コンピュータシステムの発展に伴い、IT人材の不足が叫ばれて久しい。日本では1980年代に「ソフトウェア危機」という言葉でソフトウェア技術者の不足が警告されたのを皮切りに、その後も一貫してIT関連技術者が不足している状況にあり、これまでのところ大きな改善には至っていない現状があります。

【現状と課題】

・2030年に最大79万人のIT人材が不足するとの経済産業省試算
・特にAI、IoT、ビッグデータ等に象徴される先端IT人材の需給ギャップの拡大傾向が顕著
・技術者は社外ベンダーに偏在の傾向。ユーザ企業内のIT人材の強化と育成が急務
・他先進諸国に比べ相対的に低い給与水準。また若い世代からの人気が低迷

出展:経済産業省委託事業「IT 人材需給に関する調査」

【解決に向けた取り組み】

システム開発等の効率化
近年、AIや開発手法・ツール等の進化によりシステム開発や運用・保守業務の効率化への取り組みが進んでいます。
・RPA、ローコード/ノーコード開発:高度なプログラミング技術を必要としないため、例えば業務担当者自身によるアプリケーションの開発をも可能とする技術
・チャットボット等、新技術の活用:進化したAI技術により、プログラムコードを自動生成可能。
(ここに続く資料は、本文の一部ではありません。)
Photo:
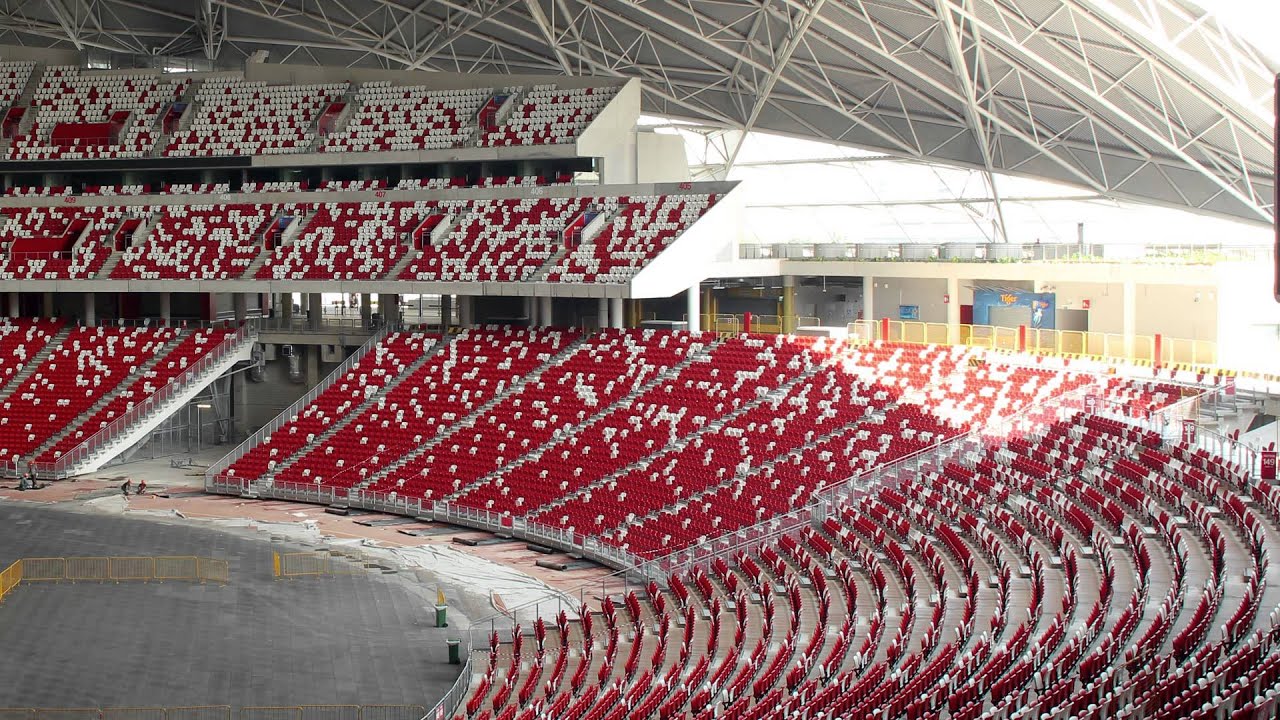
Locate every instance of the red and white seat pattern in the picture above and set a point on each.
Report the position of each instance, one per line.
(398, 118)
(641, 228)
(14, 76)
(497, 240)
(347, 241)
(238, 117)
(371, 374)
(68, 96)
(188, 351)
(549, 115)
(87, 365)
(63, 242)
(199, 242)
(21, 341)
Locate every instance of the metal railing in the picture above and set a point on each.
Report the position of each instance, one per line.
(114, 570)
(1198, 254)
(65, 464)
(211, 477)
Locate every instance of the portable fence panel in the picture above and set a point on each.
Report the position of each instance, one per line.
(177, 569)
(132, 568)
(199, 712)
(133, 714)
(392, 712)
(213, 570)
(68, 714)
(330, 712)
(283, 712)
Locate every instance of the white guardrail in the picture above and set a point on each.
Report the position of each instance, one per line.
(67, 463)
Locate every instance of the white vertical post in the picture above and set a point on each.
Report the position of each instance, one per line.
(693, 308)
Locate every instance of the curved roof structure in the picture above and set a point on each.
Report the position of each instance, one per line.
(1152, 100)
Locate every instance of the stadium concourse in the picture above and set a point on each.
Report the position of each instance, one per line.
(842, 518)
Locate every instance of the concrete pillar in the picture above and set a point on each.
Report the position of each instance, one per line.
(1129, 315)
(789, 304)
(616, 319)
(868, 296)
(693, 308)
(315, 306)
(954, 310)
(388, 305)
(544, 315)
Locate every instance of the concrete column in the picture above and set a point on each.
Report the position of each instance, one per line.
(868, 296)
(954, 310)
(315, 306)
(616, 319)
(693, 308)
(1129, 315)
(544, 315)
(789, 304)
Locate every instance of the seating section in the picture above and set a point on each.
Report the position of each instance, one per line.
(398, 118)
(199, 242)
(549, 115)
(87, 365)
(192, 347)
(85, 115)
(497, 240)
(639, 229)
(238, 117)
(64, 242)
(347, 241)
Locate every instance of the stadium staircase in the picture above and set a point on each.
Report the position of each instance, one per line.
(625, 401)
(479, 411)
(36, 361)
(268, 478)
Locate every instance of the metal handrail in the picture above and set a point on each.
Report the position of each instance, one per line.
(60, 468)
(289, 413)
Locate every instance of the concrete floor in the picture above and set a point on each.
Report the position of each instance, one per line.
(359, 639)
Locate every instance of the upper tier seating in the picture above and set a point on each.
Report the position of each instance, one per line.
(347, 241)
(199, 242)
(396, 118)
(237, 117)
(13, 80)
(640, 228)
(549, 115)
(82, 115)
(497, 240)
(85, 368)
(63, 242)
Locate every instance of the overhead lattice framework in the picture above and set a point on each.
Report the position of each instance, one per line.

これにより効率的な開発が可能となる

リスキリング等による新たな人材リソースの創出
現在は事業環境の大きな変革期にあり、例えばIT以外の業務従事者が、IT技術の学習、習得を行うことにより、新たにIT技術者として活躍の場を得ることが可能となる。今後は、業種・業態を跨った就業者の労働シフトの動きがさらに顕著になるものと考えられています。

学校教育への組み込み
近年、プログラミング教育の対象者の低年齢化が進んでいます。早い時期からIT技術に触れることにより、高等教育や職業選択にIT技術系の進路を希望する、あるいは様々な生活の局面でITが駆使できる若年層が増えることが期待されています。

外国人技術者の採用
日本ではIT技術者の不足が顕著ですが、海外においてはIT技術者の供給が需要を大きく上回っている国もあります。
例えばインドでは、毎年100万人以上の理工系大学新卒者を輩出しています。多くの新卒者が欧米やインド国内の企業に採用される一方で、全体的には供給過多の傾向が見受けられ、就業先を求める大きな人材プールが存在しています。

このような環境の下、上記のような複合的な対策の実施とその効果により、日本のIT化の進展が期待されています。